High-temperature superconductivity in Li$_2$AuH$_6$ mediated by strong electron-phonon coupling under ambient pressure
This work addresses the challenge of discovering practical high-temperature superconductors for materials science and technology, though it appears incremental as it builds on existing hydride research with a new multicomponent compound.
The researchers tackled the problem of finding ambient-pressure high-temperature superconductors by identifying Li2AuH6 as a candidate with a superconducting transition temperature of ~140 K, achieved through strong electron-phonon coupling involving Au-H octahedra and Li atom vibrations.

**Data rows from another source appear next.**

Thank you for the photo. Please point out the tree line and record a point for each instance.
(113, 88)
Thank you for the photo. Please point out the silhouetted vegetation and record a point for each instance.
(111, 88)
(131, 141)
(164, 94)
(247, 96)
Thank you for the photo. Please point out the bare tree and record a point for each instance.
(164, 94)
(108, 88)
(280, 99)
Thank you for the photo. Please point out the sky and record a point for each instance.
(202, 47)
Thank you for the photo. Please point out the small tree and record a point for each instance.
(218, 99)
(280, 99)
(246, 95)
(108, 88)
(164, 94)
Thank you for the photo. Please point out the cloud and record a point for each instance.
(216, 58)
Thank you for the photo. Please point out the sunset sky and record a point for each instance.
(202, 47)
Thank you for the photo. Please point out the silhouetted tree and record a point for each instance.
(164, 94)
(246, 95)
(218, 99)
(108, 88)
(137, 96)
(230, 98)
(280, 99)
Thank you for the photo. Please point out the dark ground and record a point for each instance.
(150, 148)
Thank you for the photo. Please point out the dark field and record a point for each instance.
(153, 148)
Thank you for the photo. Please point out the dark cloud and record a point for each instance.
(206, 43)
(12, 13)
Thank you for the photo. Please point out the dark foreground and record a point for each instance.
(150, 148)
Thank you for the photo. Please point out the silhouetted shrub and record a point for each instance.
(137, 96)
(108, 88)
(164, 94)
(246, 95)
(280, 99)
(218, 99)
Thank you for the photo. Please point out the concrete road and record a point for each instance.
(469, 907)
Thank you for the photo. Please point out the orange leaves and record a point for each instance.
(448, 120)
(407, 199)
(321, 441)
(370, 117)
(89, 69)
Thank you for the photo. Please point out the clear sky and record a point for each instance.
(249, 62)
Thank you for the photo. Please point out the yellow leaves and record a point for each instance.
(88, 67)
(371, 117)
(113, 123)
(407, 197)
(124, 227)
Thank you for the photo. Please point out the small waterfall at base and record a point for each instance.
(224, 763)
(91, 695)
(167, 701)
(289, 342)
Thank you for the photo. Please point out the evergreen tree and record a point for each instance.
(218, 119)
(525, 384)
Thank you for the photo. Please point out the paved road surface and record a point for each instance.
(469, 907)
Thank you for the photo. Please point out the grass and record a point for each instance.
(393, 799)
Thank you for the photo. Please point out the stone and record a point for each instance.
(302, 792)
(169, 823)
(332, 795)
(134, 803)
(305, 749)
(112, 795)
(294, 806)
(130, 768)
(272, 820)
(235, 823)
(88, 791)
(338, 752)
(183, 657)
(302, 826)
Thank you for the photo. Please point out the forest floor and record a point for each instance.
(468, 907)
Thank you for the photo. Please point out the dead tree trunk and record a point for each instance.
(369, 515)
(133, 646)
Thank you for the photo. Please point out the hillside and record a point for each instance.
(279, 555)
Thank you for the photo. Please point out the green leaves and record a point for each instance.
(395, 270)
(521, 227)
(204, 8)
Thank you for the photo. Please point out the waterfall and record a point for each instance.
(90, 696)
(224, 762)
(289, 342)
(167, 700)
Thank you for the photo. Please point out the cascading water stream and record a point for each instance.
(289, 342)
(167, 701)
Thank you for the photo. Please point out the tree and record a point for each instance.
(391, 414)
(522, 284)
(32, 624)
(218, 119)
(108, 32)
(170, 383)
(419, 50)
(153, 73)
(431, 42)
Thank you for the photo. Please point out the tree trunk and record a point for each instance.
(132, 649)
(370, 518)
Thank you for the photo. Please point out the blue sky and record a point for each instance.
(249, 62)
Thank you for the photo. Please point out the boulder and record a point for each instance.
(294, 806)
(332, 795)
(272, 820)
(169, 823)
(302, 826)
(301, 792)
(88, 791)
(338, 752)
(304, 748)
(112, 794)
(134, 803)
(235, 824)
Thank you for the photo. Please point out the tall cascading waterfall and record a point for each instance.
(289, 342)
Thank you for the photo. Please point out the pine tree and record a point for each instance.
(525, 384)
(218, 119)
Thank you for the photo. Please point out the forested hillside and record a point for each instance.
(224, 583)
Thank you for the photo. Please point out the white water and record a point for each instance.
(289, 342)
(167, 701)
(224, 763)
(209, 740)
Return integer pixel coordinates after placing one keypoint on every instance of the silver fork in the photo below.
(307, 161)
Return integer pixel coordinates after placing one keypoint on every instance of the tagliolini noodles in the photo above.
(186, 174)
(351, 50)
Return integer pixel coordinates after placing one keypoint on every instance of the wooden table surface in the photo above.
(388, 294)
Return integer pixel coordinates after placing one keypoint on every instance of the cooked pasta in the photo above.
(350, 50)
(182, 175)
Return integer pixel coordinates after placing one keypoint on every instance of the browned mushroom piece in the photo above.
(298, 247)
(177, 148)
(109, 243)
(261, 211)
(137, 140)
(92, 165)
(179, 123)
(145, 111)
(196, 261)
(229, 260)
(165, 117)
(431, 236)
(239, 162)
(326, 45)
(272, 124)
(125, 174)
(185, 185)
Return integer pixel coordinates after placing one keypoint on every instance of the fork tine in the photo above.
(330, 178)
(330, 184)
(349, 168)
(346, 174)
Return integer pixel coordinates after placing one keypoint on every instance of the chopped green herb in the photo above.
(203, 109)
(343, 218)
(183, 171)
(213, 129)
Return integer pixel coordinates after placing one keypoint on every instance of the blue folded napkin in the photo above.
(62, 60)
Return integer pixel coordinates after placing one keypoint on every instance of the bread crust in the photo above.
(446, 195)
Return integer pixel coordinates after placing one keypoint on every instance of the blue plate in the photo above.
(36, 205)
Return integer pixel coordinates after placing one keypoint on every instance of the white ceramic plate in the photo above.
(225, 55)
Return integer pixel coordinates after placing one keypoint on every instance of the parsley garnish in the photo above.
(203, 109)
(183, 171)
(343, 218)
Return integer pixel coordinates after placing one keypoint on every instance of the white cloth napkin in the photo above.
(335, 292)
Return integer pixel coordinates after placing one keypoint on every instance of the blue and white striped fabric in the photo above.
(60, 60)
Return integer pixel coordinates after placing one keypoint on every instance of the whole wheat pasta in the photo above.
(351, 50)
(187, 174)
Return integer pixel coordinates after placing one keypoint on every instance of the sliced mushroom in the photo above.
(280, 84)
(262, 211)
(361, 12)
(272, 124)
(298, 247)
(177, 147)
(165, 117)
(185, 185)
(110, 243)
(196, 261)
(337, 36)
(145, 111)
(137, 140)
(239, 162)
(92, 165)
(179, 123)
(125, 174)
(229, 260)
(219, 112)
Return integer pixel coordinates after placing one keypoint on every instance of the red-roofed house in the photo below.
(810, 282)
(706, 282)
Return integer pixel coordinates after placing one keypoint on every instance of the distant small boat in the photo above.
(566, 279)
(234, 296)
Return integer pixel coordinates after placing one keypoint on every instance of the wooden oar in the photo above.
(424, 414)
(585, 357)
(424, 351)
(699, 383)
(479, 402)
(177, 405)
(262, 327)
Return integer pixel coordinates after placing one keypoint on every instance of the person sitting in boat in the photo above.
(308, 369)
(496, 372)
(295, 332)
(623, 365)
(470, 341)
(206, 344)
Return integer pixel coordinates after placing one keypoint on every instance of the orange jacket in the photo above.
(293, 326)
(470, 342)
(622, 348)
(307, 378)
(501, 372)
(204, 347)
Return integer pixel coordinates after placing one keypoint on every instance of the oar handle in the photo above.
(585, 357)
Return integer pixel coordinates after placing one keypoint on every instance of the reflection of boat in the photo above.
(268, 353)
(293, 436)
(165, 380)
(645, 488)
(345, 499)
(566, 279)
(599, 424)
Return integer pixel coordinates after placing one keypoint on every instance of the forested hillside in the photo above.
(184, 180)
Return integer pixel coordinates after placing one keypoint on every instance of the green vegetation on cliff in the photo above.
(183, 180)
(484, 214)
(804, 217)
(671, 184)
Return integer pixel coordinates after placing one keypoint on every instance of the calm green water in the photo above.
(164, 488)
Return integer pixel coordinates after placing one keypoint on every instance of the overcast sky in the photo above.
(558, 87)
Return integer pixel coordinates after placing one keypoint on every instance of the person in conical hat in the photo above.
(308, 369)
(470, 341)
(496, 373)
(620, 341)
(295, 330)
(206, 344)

We used our developed AI search engine~(InvDesFlow) to perform extensive investigations regarding ambient stable superconducting hydrides. A cubic structure Li$_2$AuH$_6$ with Au-H octahedral motifs is identified to be a candidate. After performing thermodynamical analysis, we provide a feasible route to experimentally synthesize this material via the known LiAu and LiH compounds under ambient pressure. The further first-principles calculations suggest that Li$_2$AuH$_6$ shows a high superconducting transition temperature ($T_c$) $\sim$ 140 K under ambient pressure. The H-1$s$ electrons strongly couple with phonon modes of vibrations of Au-H octahedrons as well as vibrations of Li atoms, where the latter is not taken seriously in other previously similar cases. Hence, different from previous claims of searching metallic covalent bonds to find high-$T_c$ superconductors, we emphasize here the importance of those phonon modes with strong electron-phonon coupling (EPC). And we suggest that one can intercalate atoms into binary or ternary hydrides to introduce more potential phonon modes with strong EPC, which is an effective approach to find high-$T_c$ superconductors within multicomponent compounds.